GfK, a polling firm, said its consumer confidence index - which it is now publishing every two weeks - rose to -33 in the April 20-26 period from -34 during the first half of the month.

 

·         Japan household spending falls in March as pandemic pain deepens

Japan’s household spending fell 6.0% in March from a year earlier, government data showed on Friday, underscoring the deepening pain the coronavirus pandemic is inflicting on the world’s third-largest economy.

The weak reading will keep policymakers under pressure to ramp up fiscal and monetary support for an economy on the cusp of deep recession, as the pandemic forces consumers to stay home and businesses remain shut.

 

·         Oil slips as demand worries erase early bounce from Saudi price increase

Oil prices slipped on Thursday as global supply and demand worries erased earlier gains seen from an increase in Saudi Arabia’s official crude selling price and a surprise rise in Chinese exports last month.

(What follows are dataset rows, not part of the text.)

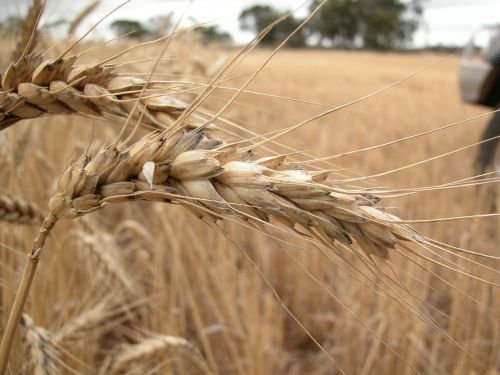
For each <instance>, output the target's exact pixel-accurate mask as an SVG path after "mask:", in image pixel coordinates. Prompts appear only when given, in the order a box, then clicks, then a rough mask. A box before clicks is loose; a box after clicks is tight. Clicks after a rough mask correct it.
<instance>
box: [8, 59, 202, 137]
mask: <svg viewBox="0 0 500 375" xmlns="http://www.w3.org/2000/svg"><path fill="white" fill-rule="evenodd" d="M76 61H77V56H76V55H71V56H61V57H59V58H56V59H54V60H44V58H43V56H42V55H40V54H35V53H32V54H29V55H27V56H25V57H22V58H21V59H20V60H18V61H16V62H13V63H11V64H10V65H9V67H8V68H7V70H6V71H5V72H4V74H3V75H2V82H1V92H0V113H1V117H0V130H2V129H5V128H7V127H8V126H10V125H12V124H14V123H16V122H18V121H20V120H22V119H30V118H38V117H42V116H46V115H68V114H79V115H84V116H94V117H99V118H103V117H104V118H107V119H112V120H123V119H125V118H127V117H128V115H129V114H130V113H131V112H132V109H133V108H134V106H135V103H136V101H137V99H138V98H139V96H140V93H141V91H142V90H143V89H145V88H147V89H148V90H153V92H157V90H158V87H157V86H155V85H154V84H151V83H150V84H148V83H147V82H146V81H145V80H143V79H141V78H137V77H133V76H121V75H117V74H115V67H114V66H113V65H108V64H97V65H86V66H83V65H77V64H76ZM186 108H187V104H186V103H184V102H183V101H181V100H179V99H177V98H175V97H173V96H170V95H164V94H163V95H159V94H157V95H150V97H145V98H144V99H141V102H140V103H139V106H138V108H137V109H138V110H139V111H136V113H137V114H136V116H135V119H138V117H139V113H140V112H141V113H143V118H142V123H143V125H144V126H147V127H150V128H160V129H163V128H165V127H167V126H169V125H171V124H172V123H173V122H174V121H175V119H177V118H178V117H179V116H180V115H181V113H182V112H183V111H184V110H185V109H186ZM196 123H197V124H200V123H201V121H200V120H198V121H196ZM196 123H195V124H194V125H196Z"/></svg>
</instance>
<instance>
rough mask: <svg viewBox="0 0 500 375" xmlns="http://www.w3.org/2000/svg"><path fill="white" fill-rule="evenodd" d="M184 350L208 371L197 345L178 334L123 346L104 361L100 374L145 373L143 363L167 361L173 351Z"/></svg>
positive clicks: (110, 374)
mask: <svg viewBox="0 0 500 375" xmlns="http://www.w3.org/2000/svg"><path fill="white" fill-rule="evenodd" d="M179 350H182V351H184V352H187V353H190V354H191V356H192V357H193V359H194V360H195V361H196V363H197V364H198V365H199V366H200V367H201V369H203V370H204V372H205V373H207V372H208V373H209V372H210V371H207V370H208V369H207V366H206V364H205V362H204V361H203V360H202V357H201V355H200V353H199V352H198V350H197V349H196V347H194V346H193V345H192V344H191V343H190V342H189V341H187V340H185V339H183V338H181V337H176V336H170V335H158V336H154V337H150V338H146V339H143V340H141V341H139V342H138V343H137V344H128V345H123V346H121V347H120V348H119V349H118V350H117V351H116V353H114V354H113V355H111V356H110V357H109V358H107V360H105V361H104V365H103V366H102V368H101V369H100V371H99V374H110V375H111V374H125V373H126V374H130V373H132V374H140V373H144V372H141V371H144V368H142V367H141V366H142V365H145V364H149V363H150V362H151V361H154V360H156V361H157V362H159V363H161V362H166V359H169V358H172V354H171V353H172V352H173V351H177V352H178V351H179Z"/></svg>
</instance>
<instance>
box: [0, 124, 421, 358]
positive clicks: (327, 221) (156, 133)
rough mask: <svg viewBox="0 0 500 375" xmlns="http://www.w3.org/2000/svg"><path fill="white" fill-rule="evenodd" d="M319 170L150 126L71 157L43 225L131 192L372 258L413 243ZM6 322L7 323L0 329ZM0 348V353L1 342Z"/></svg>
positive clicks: (379, 256) (141, 198)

Brent LCOc1 futures fell 26 cents, or 0.9%, to settle at $29.46 a barrel, while U.S. West Texas Intermediate (WTI) crude CLc1 lost 44 cents, or 1.8%, to settle at $23.55.

Earlier in the day, Brent was up over 5% and WTI up over 10%. For the week, Brent was still up about 11% and WTI up about 18%.

Both benchmarks have rallied sharply this week as countries have eased coronavirus-related lockdowns and fuel demand has rebounded modestly. Oil production worldwide is also declining to reduce a growing supply glut.